Income Prediction Challenge
Income Prediction

Income Prediction Challenge

Income inequality - when income is distributed unevenly among a population - is a growing problem in developing nations across the world. With the rapid rise of AI and worker automation, this problem could continue to grow if steps are not taken to address the issue.

The outline for this project will follow the CRISP-DM framework stage. The outline is as follows:

  • Business Understanding
  • Data Understanding
  • Data Preparation
  • Modelling
  • Evaluation
  • Deployment

In addition to following the framework as a reference, I will also address the following aspects:

Hugging Face App

Docker Image

FastAPI

Now let us begin with the project.

1. Business Understanding

Income inequality - when income is distributed unevenly among a population - is a growing problem in developing nations across the world. With the rapid rise of AI and worker automation, this problem could continue to grow if steps are not taken to address the issue.

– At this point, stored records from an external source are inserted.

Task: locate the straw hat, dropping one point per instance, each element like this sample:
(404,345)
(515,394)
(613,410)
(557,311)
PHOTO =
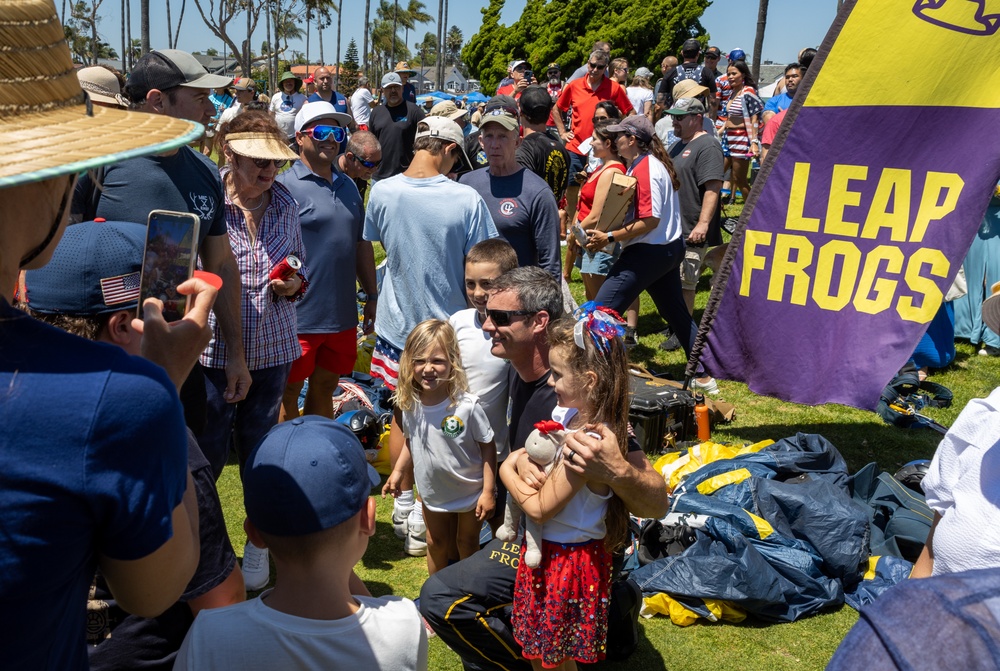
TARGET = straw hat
(260,145)
(101,85)
(41,92)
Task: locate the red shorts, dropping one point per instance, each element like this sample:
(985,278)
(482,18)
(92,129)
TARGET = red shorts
(335,352)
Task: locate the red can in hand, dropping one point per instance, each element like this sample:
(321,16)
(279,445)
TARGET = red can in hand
(286,268)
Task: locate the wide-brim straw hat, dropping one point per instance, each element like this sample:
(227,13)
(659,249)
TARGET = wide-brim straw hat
(260,145)
(101,85)
(48,127)
(991,309)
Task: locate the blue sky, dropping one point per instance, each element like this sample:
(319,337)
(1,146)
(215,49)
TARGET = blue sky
(731,24)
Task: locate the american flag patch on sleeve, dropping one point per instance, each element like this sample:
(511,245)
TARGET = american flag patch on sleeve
(120,289)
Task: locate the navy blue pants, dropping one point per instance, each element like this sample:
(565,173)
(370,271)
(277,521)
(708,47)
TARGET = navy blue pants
(654,269)
(240,425)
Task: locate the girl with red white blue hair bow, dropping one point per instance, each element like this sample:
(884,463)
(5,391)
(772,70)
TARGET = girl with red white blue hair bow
(600,322)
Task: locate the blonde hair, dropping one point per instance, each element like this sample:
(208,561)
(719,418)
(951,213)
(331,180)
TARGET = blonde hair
(608,401)
(422,338)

The objective of this challenge is to create a machine-learning model to predict whether an individual earns above or below a certain amount.

This solution can potentially reduce the cost and improve the accuracy of monitoring key population indicators such as income level in between census years. This information will help policymakers to better manage and avoid income inequality globally.

Objectives

  • Develop a predictive model to categorize individuals based on income levels.
  • Reduce the cost and improve the accuracy of monitoring key population indicators.
  • Assist policymakers in managing and mitigating global income inequality.

2. Data Understanding

Data Collection

In this project, we identified and acquired relevant datasets containing information on income and related features. The dataset resides on the Zindi platform, and for ease of access and security, we have made the datasets available in the GitHub Repository.

Before we explore each of the datasets we will want to know what the columns in the dataset represent.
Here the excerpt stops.